The Pipecat SKILL adds guardrails on top. It asks for verbal confirmation before making changes to files — an extra layer of safety when running a coding agent with enhanced privileges (think Claude with --dangerously-skip-permissions). You hear "I'm about to modify server.ts, shall I proceed?" before anything changes.

How It Works

The MCP server spawns a child process running the pipecat pipeline. Everything runs locally: RNNoiseFilter for background noise suppression, SileroVAD for voice activity detection, SmartTurnAnalyzerV3 for turn-taking, MLX/Fast Whisper for speech-to-text, and MLX Kokoro TTS for speech synthesis. All components are open-source, open-weights, and run locally on your machine.

MCP Client (Claude Code, Cursor, etc.)
    │
    ▼
MCP Server (parent process) ◄──► Pipecat Agent (child process)
    │                                  │
    ▼                                  ▼
Handles tool calls              Voice + vision pipeline:
via HTTP at :9090/mcp           Audio → STT → TTS → Audio
                                Screen → Vision → Image files

Two calls do the heavy lifting. listen() blocks until you finish speaking — Silero VAD detects 0.2s of silence, then SmartTurn confirms the utterance is complete, and the transcription returns to the MCP client. speak(text) queues text for TTS and returns immediately. VAD keeps running during playback, so you can interrupt the agent mid-sentence. That detail matters: without it, you'd have to wait for the agent to finish talking before you could correct it. For those who work with pipecat, these are the basic interruption and mute strategies.

// Pipecat Pipeline
                    ┌─── Main branch ───────────────┐
Transport (In)      │ Whisper → User Agg. → Kokoro  │
│                   │                               │
│                   │                               │
├─► ScreenCap ──► ParallelPipeline                  ├─► Assist. Agg. → Transport (Out)
                    │                               │
                    └─── Vision branch ─────────────┘
                VisionProcessor (saves frames on demand)
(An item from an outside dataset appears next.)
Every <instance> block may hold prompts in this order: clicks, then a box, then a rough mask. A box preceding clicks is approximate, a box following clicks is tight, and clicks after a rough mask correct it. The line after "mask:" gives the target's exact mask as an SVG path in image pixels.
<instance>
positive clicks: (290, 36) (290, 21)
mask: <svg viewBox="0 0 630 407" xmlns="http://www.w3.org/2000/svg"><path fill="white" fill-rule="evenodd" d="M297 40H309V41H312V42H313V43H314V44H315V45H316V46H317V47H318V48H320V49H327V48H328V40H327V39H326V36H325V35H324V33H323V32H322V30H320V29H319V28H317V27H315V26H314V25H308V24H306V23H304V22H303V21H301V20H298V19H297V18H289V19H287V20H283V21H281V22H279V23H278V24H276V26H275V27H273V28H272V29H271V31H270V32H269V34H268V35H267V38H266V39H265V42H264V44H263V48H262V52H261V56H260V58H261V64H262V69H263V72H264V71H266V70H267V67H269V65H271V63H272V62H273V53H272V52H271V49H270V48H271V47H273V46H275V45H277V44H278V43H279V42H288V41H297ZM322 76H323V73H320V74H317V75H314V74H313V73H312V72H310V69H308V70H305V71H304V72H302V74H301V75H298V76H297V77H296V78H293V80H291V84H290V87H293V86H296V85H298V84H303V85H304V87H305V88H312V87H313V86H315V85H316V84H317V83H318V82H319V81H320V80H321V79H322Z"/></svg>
It's early, but it has rapidly evolved. Aleix quickly added the option for local models in addition to the cloud-hosted models. You can also swap the SimpleWebRTC for DailyWebRTC, in case you encounter restrictive firewalls. Fast Whisper's accuracy may be hit or miss depending on your accent, but you can probably swap in Voxtral soon. Running everything locally means you can swap models as better ones appear.

Today, coding agents keep you tethered to your terminal. You sit, you type, you watch. In some cases, you can teleport to a cloud sandbox. Pipecat MCP Server breaks those constraints. The agent keeps working while you're away, and you stay in the loop.

The full source is at pipecat-mcp-server.